Les déchets ramassés, ils sont passés au crible, classés, identifiés... selon un protocole scientifique mis en place. « Nous retrouvons principalement du plastique, un peu de polystyrène... Il y a là des médicaments, des emballages alimentaires et même des déchets médicaux ! D'ou viennnent-ils ? C'est justement ce que nous voulons déterminer. »

On le sait : les déchets marins ne sont pas tous lancés des bateaux qui sillonnent mers et océans. Bien au contraire : 80% d'entre eux proviennent de la terre ferme.
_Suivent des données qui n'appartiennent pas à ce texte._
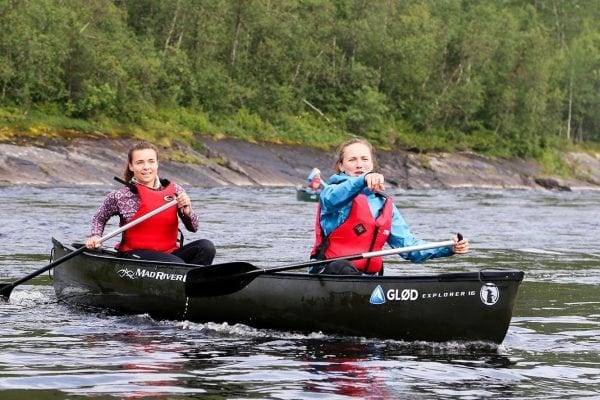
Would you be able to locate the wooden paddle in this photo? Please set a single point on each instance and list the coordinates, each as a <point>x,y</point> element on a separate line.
<point>221,279</point>
<point>7,288</point>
Tous issus des activités humaines : décharges sauvages, stations d'épurations, industries, agriculture, particuliers... « Nous voulons remonter à leur source, non pas pour pointer du doigt les responsables, mais trouver avec eux des solutions » souligne le responsable de Reverine Input.

Pour l'heure, la récolte se fait sur les berges. Partie immergée de l'icerberg déchets. Mais Riverine Input a bien l'intention de plonger un peu plus loin son nez : « Nous allons installer des petits filets à la surface du fleuve pour prendre au piège les déchets qui ne s'échouent pas sur les berges et qui peuvent ainsi échapper à notre première récolte.  »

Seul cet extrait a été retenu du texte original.